Macroscope | Why markets mustn’t overread the tea leaves on China’s Covid protests and reopening
- Even before the Covid protests, a shift in Beijing’s pandemic management had become the most talked-about issue in markets
- Divining Beijing’s intentions is a fool’s errand. Even investors can’t agree on which scenario poses more of a threat to asset prices: imposing more lockdowns or allowing the virus to spread more easily

Shortly after the Covid-19 pandemic erupted in March 2020, many investment strategists became amateur epidemiologists, producing reams of research on the virus – some of it highly technical – in the hope of determining the level of disruption and its implications for different sectors of the economy and asset prices.
Never mind that modelling the evolution of the pathogen posed enough of a challenge for experienced virologists, and that traders misjudged the economic fallout – particularly the severity of the inflation shock – as well as the speed and scale of the recovery in markets. The fear of missing out on a profitable trade and the need to explain and justify moves in markets led investors to speculate intensely about a subject they knew little about.
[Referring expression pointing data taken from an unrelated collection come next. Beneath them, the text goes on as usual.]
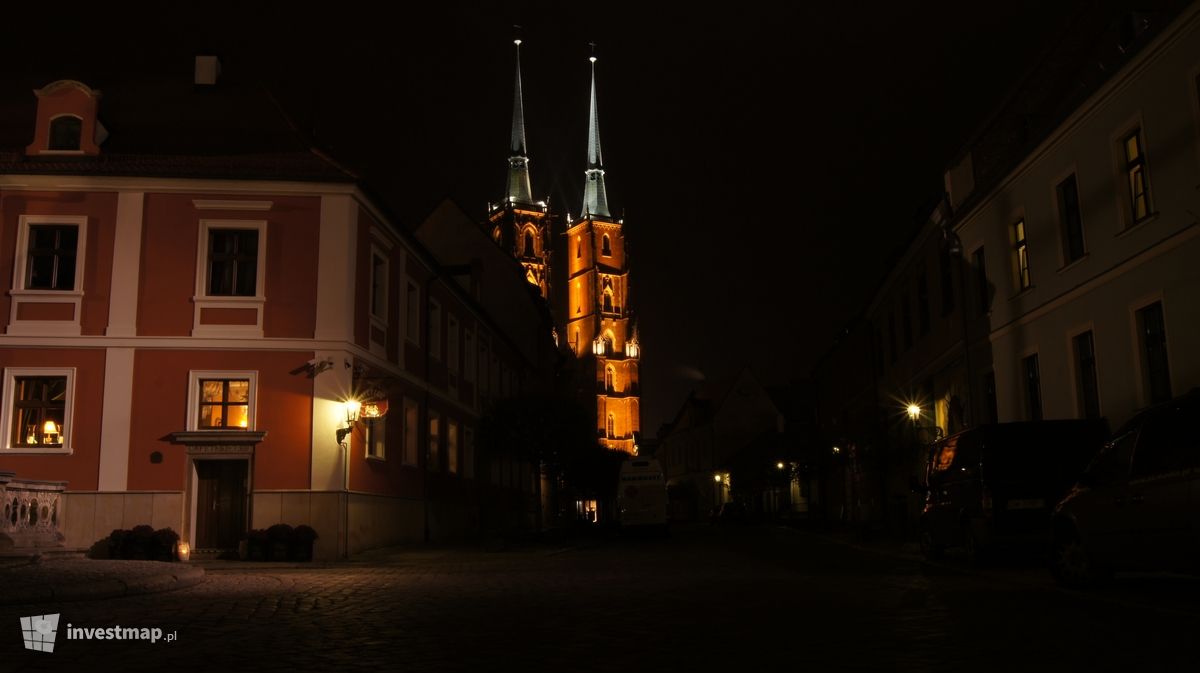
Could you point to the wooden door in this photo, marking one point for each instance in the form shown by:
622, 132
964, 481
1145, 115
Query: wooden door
220, 503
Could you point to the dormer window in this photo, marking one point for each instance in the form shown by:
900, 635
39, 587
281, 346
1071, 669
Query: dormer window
66, 120
66, 132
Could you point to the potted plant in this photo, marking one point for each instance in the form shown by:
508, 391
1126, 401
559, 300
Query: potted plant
165, 540
280, 539
257, 544
301, 542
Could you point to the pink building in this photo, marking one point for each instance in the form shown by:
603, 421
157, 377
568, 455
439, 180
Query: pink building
192, 306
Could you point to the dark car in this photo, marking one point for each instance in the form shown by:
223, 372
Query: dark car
995, 486
1138, 505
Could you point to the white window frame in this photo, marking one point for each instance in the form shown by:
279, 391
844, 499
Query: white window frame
21, 295
7, 416
203, 300
193, 397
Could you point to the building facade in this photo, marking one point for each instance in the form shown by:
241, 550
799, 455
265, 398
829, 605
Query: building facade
222, 343
1056, 280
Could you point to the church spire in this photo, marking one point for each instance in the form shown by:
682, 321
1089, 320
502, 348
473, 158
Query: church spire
519, 161
595, 200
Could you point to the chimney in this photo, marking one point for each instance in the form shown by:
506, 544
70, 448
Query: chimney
208, 68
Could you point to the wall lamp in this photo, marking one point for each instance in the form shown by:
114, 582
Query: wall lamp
353, 410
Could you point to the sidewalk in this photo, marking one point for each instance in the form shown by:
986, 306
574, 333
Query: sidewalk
64, 580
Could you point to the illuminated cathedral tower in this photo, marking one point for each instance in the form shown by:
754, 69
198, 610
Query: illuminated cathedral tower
599, 329
517, 223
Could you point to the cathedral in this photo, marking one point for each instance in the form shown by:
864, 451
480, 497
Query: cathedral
598, 329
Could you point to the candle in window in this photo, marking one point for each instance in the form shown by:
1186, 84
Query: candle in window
49, 433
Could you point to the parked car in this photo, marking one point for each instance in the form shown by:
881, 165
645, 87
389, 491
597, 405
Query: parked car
1138, 504
995, 486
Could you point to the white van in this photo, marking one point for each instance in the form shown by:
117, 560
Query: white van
642, 493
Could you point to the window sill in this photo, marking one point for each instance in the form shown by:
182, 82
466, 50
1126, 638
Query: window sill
34, 451
46, 294
1074, 263
1023, 293
1138, 224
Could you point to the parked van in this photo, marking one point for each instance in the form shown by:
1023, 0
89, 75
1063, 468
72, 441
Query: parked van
996, 485
1138, 505
642, 493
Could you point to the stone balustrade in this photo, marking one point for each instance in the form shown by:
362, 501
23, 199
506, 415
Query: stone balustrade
33, 514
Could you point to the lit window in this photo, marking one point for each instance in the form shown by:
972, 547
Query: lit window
225, 403
51, 263
1135, 175
1021, 256
221, 400
37, 415
233, 262
66, 133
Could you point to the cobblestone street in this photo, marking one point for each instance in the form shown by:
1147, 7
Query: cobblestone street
731, 599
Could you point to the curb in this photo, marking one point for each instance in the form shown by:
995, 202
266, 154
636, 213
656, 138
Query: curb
107, 588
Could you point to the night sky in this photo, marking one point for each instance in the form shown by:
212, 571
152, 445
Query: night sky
768, 158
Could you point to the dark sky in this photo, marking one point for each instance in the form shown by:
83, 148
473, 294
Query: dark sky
768, 157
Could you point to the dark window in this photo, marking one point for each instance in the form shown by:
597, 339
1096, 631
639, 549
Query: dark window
1072, 220
1085, 378
989, 395
225, 403
379, 287
892, 336
947, 278
1021, 256
233, 262
39, 410
52, 257
1156, 374
982, 288
1032, 386
923, 301
66, 133
1135, 175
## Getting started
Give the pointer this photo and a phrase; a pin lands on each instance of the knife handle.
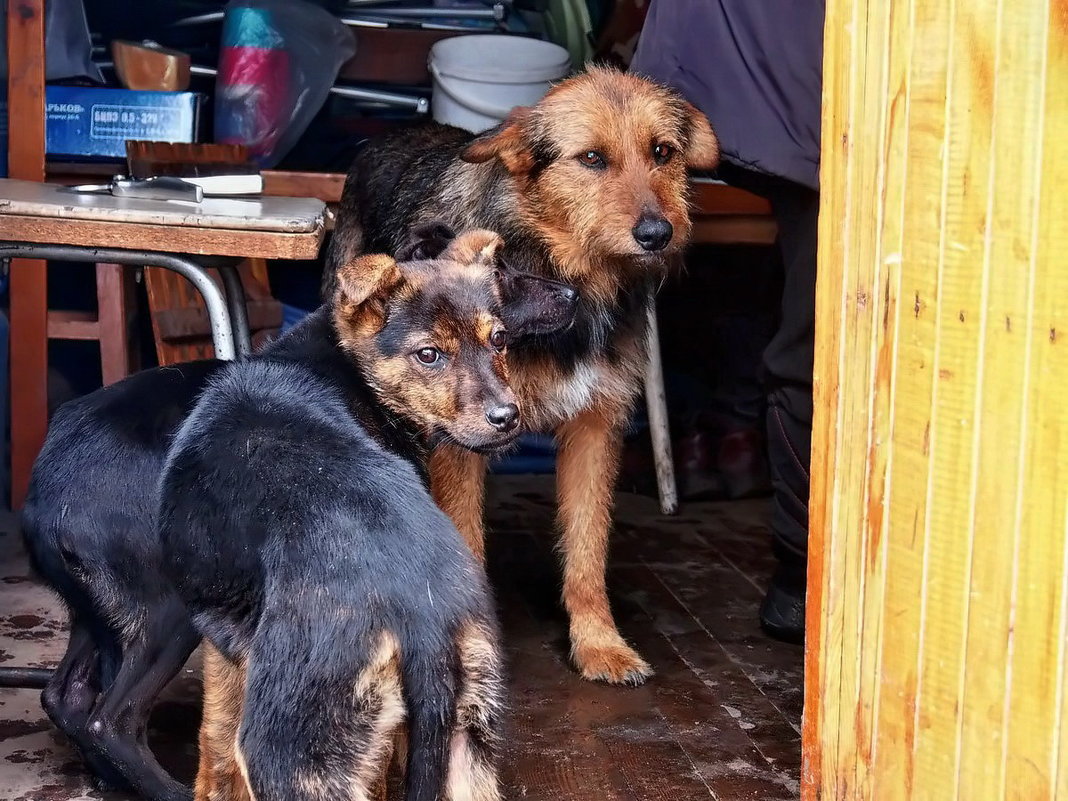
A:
(161, 187)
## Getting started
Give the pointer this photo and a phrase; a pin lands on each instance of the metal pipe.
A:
(497, 12)
(238, 311)
(222, 333)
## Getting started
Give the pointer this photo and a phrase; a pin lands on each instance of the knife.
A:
(168, 187)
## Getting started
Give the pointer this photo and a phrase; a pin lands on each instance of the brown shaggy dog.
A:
(590, 187)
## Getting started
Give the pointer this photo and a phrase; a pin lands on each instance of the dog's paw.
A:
(614, 664)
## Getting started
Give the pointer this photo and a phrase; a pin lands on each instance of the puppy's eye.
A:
(662, 153)
(593, 159)
(428, 356)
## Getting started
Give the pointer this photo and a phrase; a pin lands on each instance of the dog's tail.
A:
(429, 682)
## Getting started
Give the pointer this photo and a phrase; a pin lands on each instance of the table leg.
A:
(238, 311)
(222, 332)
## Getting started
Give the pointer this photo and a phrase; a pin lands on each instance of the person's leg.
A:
(788, 368)
(788, 365)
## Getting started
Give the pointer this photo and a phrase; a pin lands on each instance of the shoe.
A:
(782, 612)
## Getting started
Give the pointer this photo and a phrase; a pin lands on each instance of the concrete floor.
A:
(719, 721)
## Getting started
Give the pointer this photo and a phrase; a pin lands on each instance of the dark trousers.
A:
(788, 358)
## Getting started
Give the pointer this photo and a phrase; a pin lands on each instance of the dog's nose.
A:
(653, 233)
(503, 418)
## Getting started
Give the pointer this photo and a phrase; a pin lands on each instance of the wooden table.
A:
(47, 221)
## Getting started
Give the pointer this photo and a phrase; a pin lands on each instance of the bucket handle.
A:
(481, 107)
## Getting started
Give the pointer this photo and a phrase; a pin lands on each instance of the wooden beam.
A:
(29, 303)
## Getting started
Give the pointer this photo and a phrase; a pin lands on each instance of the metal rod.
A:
(222, 332)
(496, 13)
(238, 311)
(25, 678)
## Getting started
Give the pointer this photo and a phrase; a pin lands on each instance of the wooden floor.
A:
(720, 720)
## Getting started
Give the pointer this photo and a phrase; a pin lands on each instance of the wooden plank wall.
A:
(939, 567)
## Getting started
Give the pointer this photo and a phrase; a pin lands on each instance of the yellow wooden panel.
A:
(1038, 641)
(1017, 59)
(939, 566)
(927, 48)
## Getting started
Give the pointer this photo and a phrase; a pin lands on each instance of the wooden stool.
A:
(45, 221)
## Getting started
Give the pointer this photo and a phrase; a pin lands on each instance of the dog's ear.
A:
(703, 147)
(507, 142)
(425, 241)
(474, 247)
(367, 278)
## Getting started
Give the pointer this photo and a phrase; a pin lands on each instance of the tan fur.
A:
(585, 217)
(450, 398)
(378, 687)
(472, 774)
(219, 776)
(587, 465)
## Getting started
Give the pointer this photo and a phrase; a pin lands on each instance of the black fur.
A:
(396, 185)
(89, 524)
(284, 523)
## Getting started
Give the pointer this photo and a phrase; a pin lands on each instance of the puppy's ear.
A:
(425, 242)
(507, 142)
(474, 247)
(703, 150)
(367, 278)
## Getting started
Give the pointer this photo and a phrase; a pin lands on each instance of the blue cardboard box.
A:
(96, 122)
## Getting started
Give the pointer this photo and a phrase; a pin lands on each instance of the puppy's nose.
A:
(504, 417)
(653, 233)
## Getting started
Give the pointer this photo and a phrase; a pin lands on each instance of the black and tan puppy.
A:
(297, 527)
(590, 187)
(90, 527)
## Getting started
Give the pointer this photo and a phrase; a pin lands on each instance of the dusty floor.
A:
(719, 721)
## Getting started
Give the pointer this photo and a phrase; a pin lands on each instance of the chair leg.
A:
(656, 402)
(29, 371)
(112, 300)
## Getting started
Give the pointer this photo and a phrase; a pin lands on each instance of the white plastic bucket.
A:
(477, 80)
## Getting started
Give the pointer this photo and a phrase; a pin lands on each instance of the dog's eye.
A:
(662, 153)
(592, 159)
(428, 356)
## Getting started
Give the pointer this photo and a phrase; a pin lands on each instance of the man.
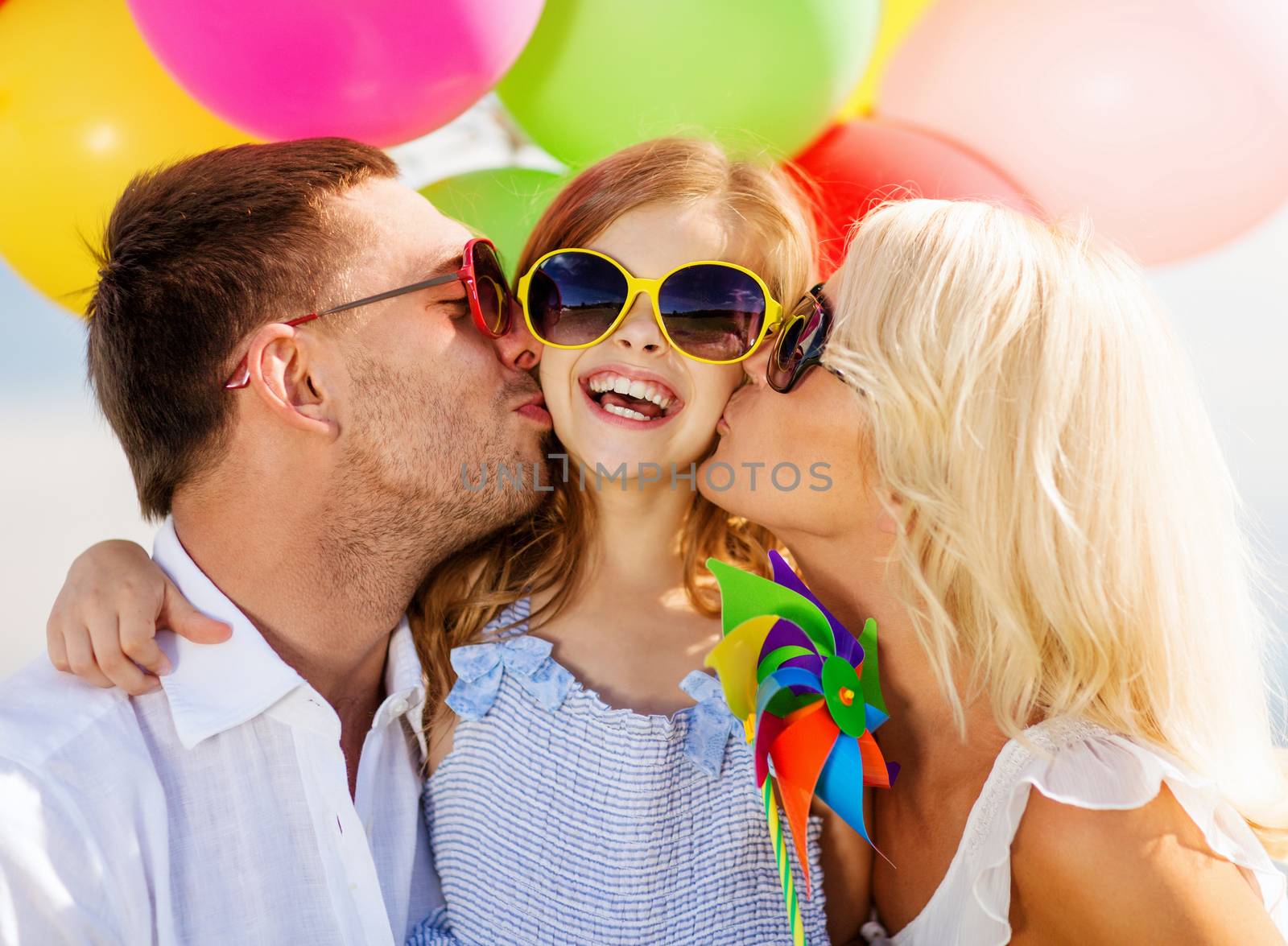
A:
(268, 791)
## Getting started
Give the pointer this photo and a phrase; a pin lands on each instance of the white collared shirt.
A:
(214, 811)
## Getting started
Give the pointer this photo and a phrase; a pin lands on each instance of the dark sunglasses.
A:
(800, 345)
(486, 287)
(710, 311)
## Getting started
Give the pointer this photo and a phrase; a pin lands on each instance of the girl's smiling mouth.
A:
(629, 396)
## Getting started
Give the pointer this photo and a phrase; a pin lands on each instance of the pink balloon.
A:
(382, 71)
(1167, 120)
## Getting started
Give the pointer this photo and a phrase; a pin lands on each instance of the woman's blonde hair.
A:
(1071, 535)
(549, 549)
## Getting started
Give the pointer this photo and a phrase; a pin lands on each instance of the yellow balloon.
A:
(898, 17)
(84, 106)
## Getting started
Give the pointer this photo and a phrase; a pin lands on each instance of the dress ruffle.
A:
(1088, 767)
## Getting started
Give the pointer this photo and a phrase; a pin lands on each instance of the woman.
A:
(1030, 503)
(575, 794)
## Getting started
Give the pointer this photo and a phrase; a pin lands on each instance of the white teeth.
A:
(624, 411)
(646, 390)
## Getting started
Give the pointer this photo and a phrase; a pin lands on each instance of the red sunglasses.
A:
(486, 287)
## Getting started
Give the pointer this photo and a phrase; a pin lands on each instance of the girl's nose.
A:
(758, 364)
(639, 332)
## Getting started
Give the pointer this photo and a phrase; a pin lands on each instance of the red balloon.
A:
(857, 165)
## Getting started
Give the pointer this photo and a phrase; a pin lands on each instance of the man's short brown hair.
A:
(197, 255)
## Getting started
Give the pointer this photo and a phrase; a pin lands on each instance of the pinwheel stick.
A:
(785, 868)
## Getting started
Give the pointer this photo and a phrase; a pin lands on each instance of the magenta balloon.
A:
(382, 71)
(1167, 120)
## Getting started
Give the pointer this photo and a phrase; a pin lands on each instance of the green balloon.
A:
(755, 75)
(502, 204)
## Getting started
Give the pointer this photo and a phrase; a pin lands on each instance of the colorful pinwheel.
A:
(809, 695)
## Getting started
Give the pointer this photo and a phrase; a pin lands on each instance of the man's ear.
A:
(287, 381)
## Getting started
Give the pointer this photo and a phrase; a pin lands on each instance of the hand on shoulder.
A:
(1135, 875)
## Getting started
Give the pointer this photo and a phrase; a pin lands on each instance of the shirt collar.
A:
(216, 688)
(405, 684)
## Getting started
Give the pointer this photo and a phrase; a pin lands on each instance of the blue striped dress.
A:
(557, 819)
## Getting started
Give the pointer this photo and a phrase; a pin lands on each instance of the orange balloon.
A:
(84, 106)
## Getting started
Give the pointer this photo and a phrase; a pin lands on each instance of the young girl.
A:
(575, 793)
(1030, 502)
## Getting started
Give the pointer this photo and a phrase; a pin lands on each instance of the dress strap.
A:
(480, 669)
(712, 723)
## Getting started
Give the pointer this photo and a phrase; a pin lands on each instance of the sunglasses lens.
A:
(493, 287)
(573, 298)
(802, 338)
(712, 312)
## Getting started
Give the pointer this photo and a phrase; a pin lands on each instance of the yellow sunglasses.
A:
(708, 311)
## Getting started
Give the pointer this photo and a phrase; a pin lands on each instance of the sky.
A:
(64, 482)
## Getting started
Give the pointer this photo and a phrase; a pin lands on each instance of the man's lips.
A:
(535, 409)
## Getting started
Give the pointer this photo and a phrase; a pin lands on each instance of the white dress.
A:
(1080, 765)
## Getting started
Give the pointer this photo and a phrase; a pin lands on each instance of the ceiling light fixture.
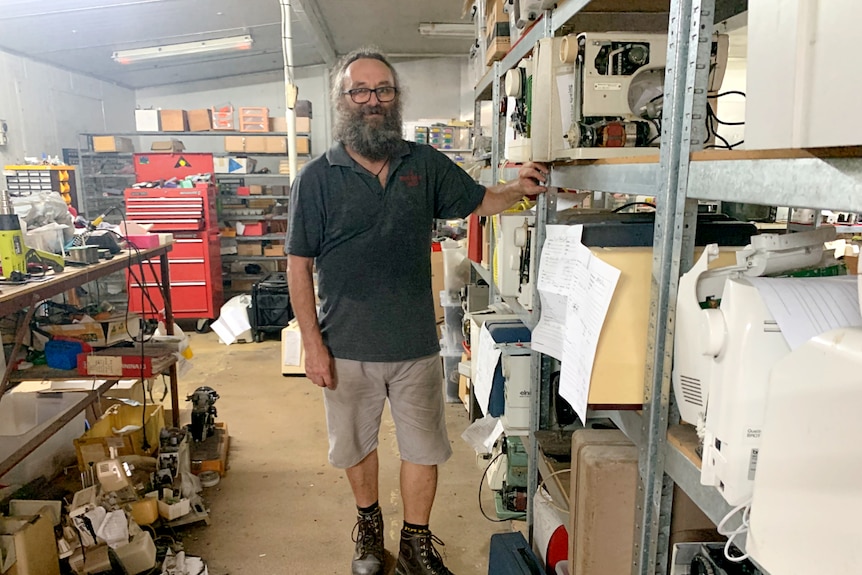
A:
(185, 49)
(442, 29)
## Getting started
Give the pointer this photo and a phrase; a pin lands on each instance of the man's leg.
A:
(363, 481)
(417, 407)
(353, 413)
(418, 487)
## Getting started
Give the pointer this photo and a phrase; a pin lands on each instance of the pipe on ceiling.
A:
(290, 89)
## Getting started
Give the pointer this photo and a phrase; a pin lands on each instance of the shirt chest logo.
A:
(411, 179)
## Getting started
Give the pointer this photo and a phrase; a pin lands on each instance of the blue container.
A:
(63, 354)
(503, 331)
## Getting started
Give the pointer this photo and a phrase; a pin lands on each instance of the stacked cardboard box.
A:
(497, 41)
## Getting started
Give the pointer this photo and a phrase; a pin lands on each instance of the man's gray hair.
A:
(369, 52)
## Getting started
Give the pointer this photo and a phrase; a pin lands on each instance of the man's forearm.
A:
(531, 179)
(499, 198)
(301, 284)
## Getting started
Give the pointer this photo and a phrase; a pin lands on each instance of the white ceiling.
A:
(82, 35)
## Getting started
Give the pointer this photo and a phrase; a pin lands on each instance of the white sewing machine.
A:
(726, 343)
(808, 490)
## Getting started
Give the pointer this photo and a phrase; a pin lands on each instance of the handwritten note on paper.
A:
(806, 307)
(554, 279)
(593, 287)
(486, 358)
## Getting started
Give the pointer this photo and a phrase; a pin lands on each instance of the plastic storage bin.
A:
(451, 376)
(60, 354)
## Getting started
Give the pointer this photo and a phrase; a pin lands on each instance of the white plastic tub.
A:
(23, 415)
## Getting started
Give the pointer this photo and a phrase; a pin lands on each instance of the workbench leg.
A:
(169, 329)
(19, 338)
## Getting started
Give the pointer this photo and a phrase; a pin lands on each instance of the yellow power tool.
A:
(16, 258)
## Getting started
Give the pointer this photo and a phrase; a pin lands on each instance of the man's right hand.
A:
(319, 367)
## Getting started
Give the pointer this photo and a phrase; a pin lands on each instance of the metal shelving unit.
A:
(678, 177)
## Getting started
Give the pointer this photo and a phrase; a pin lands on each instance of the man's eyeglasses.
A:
(363, 95)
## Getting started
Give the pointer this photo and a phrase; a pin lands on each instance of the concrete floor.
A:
(282, 509)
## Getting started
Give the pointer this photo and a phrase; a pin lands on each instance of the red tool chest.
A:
(195, 260)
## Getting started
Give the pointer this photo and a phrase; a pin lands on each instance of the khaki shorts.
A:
(415, 393)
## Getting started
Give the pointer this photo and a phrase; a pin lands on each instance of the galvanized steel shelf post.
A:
(689, 39)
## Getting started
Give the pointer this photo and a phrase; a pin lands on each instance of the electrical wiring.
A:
(482, 483)
(712, 119)
(545, 479)
(731, 535)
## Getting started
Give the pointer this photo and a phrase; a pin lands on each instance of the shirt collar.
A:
(337, 155)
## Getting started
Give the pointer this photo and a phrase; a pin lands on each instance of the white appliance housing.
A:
(606, 93)
(512, 233)
(808, 490)
(802, 83)
(746, 343)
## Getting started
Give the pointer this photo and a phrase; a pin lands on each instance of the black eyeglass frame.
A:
(368, 91)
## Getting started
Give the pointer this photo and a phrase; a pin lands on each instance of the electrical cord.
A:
(548, 500)
(630, 204)
(731, 535)
(712, 119)
(482, 483)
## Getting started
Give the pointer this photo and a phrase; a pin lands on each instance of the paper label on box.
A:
(105, 365)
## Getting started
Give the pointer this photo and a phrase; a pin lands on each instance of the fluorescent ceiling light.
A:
(185, 49)
(443, 29)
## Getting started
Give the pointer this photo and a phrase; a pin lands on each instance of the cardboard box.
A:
(303, 145)
(256, 144)
(303, 109)
(253, 119)
(233, 165)
(95, 444)
(292, 352)
(174, 120)
(171, 511)
(98, 333)
(494, 10)
(496, 49)
(278, 124)
(437, 284)
(249, 249)
(112, 144)
(147, 121)
(276, 145)
(274, 251)
(172, 146)
(200, 120)
(30, 541)
(222, 118)
(253, 229)
(234, 143)
(126, 361)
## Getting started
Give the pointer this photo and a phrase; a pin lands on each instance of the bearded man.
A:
(363, 214)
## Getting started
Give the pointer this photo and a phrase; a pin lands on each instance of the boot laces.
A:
(365, 532)
(430, 556)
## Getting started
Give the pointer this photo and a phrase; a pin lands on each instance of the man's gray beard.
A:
(372, 142)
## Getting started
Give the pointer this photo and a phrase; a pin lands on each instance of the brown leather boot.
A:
(368, 535)
(417, 555)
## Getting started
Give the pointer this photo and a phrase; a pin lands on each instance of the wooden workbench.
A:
(14, 298)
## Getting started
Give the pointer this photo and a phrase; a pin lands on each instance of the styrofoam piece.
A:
(19, 507)
(139, 555)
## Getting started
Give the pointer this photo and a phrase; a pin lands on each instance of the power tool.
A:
(203, 413)
(15, 257)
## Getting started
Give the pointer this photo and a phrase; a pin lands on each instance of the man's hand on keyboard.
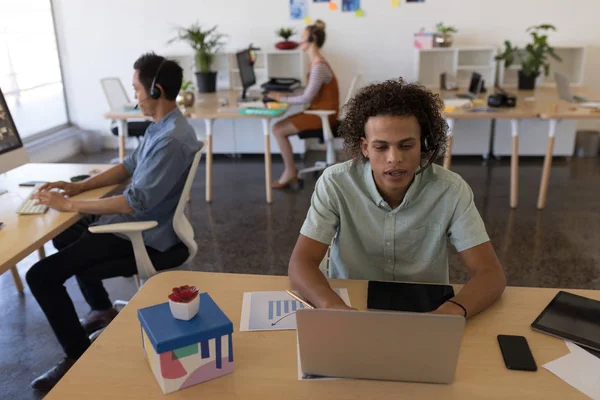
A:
(54, 200)
(69, 188)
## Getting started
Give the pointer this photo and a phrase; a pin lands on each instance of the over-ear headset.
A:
(155, 91)
(425, 149)
(311, 34)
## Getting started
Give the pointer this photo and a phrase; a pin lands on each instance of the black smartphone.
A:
(516, 352)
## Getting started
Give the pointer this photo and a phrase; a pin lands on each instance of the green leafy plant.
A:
(445, 29)
(286, 33)
(535, 56)
(187, 86)
(205, 42)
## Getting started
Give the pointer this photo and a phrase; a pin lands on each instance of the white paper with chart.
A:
(269, 311)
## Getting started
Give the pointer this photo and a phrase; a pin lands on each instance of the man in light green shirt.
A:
(389, 212)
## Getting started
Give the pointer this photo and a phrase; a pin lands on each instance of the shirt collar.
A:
(376, 196)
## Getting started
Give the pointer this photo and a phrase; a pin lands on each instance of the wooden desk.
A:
(206, 107)
(530, 104)
(23, 234)
(266, 362)
(556, 112)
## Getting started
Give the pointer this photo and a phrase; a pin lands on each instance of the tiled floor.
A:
(238, 232)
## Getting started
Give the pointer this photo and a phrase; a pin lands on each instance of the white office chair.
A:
(181, 225)
(328, 136)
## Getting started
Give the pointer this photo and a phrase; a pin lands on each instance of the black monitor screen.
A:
(9, 137)
(475, 83)
(246, 69)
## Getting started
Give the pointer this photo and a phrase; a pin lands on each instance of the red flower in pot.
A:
(286, 44)
(184, 294)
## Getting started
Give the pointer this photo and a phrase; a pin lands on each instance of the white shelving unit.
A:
(244, 136)
(460, 61)
(573, 61)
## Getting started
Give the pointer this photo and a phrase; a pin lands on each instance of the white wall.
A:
(103, 38)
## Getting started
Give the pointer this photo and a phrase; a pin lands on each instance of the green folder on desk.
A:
(267, 112)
However, the demonstrations, which pose a significant challenge to China’s Communist Party, have broadened the scope of market speculation about the political calculations of President Xi Jinping, particularly how he intends to respond to the social unrest and the potential damage to his regime.
While it is not surprising that many international investors believe insufficient attention has been paid to China – the zero-Covid policy does not even figure in the top “tail risks”, according to Bank of America’s monthly global fund manager survey – markets are notoriously poor judges of political risk.
Foreign investors are particularly ill-equipped to assess and price risk in an opaque and difficult-to-read market like China, and even more out of their depth when it comes to predicting how Beijing’s pandemic management will play out.